The remainder of Master Gale's diary is lost. It was probably very voluminous, for he held his place till 1771, long after his great adversary, old Kent, was laid in his grave. Whether he fell in consequence of pressure from without, such as, in 1631, was brought to bear upon the mayor and aldermen of Chester, who were called upon "to appoint a new master instead of old Mr. Hawarde, who was inefficient, and young William, who was idle and neglectful," will probably never be known. This much, however, is certain, that at a meeting held on the 18th of October, 1771, it was resolved nem. con.,

"That the schoolmaster, Mr. Walter Gale, be removed from the school for neglecting the duties thereof, and that he have notice to leave the same the next quarter-day.

  (Signed) Roger Challice, Vicar.
John Duplock.
John Wood.
T. Huett Dungate.
Thos. Maynard."

And, on 10th. April, 1772,

"It was ordered that Mr. Gale, the old schoolmaster, be not paid his salary due, till he has absolutely put the schoolhouse in such a condition as to the form of it as it was at the time of his entering upon such house.—Agreed to nem. con."

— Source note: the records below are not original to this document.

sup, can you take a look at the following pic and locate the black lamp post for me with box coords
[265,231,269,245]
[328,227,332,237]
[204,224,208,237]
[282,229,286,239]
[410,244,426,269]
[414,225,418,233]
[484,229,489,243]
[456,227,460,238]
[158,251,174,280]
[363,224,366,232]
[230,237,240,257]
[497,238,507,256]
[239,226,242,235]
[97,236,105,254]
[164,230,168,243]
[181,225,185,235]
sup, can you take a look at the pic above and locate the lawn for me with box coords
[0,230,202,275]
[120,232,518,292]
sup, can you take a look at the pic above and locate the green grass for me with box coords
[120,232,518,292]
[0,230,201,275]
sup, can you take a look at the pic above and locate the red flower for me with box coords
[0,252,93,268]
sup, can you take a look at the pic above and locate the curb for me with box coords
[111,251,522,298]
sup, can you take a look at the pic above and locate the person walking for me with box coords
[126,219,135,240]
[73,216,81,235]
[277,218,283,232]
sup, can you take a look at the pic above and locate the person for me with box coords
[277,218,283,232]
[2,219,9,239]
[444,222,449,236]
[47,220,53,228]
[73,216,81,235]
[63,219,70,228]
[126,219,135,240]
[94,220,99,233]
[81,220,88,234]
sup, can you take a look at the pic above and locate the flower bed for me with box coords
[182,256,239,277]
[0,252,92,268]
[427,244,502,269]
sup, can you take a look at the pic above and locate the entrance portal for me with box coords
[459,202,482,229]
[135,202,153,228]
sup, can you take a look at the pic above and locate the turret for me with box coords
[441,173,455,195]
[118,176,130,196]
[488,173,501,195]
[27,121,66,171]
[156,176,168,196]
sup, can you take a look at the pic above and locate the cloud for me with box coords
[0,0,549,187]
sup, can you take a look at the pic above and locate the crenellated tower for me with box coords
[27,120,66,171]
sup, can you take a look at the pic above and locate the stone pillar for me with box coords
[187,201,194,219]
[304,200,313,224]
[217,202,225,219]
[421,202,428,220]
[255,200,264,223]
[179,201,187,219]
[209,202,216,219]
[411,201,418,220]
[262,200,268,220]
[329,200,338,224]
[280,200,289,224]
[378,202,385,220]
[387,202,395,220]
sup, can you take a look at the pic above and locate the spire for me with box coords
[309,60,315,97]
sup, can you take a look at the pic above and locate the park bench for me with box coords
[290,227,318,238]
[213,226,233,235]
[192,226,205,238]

Two or three years ago a friend of the editor visited the school of ——— in no distant or obscure part of England; and, observing some deep-coloured stains upon the oaken floor, inquired the cause. He was told that they were occasioned by the leakage of a butt of Madeira which the master of the grammar-school, who had grown lusty, not having had for some time any scholars who might afford him the opportunity of taking exercise, employed himself upon a rainy day in rolling up and down the schoolroom for the purpose of ripening, the wine and keeping himself in good condition. It may be satisfactory to know that this ceremony has ceased, and that the school in question is now carrying out worthily and well the objects for which it was founded.

  1. See Carlyle's Concise Description of the English Endowed Grammar Schools, from whose book all the cases alluded to are taken.
  2. Cock-fighting was, in fact, the great national amusement, particularly in the north of England, and Berwick-upon-Tweed was among the places most celebrated for it. The grandfather of a friend of the editor's, some ninety years ago, was travelling in the north of England, when a cock-fighting was about to take place. The parties were in want of an adept in putting on the spurs: he was recognised by an acquaintance, who exclaimed "Here comes a Berwick man; he knows how to do it."—Cock-fighting is now legally a misdemeanour; and on the 15th of April, at the Liverpool Police Court, James Clark, a publican in Houghton Street, was fined £5 and costs for permitting cock-fighting in his house.—Times, April 20, 1857.
  3. Such are the injunctions for building Eton College given by its royal founder Henry VI.
  4. Among the rules of the school at Chigwell, in Essex, which was founded in 1629, it was declared that "the master must be a man of sound religion, neither Papist nor Puritan, of a grave behaviour and sober and honest conversation, no tippler or haunter of alehouses, and no puffer of tobacco.
  5. The grave is on the north side of the chancel, about six rods therefrom, about in a line with the end wall.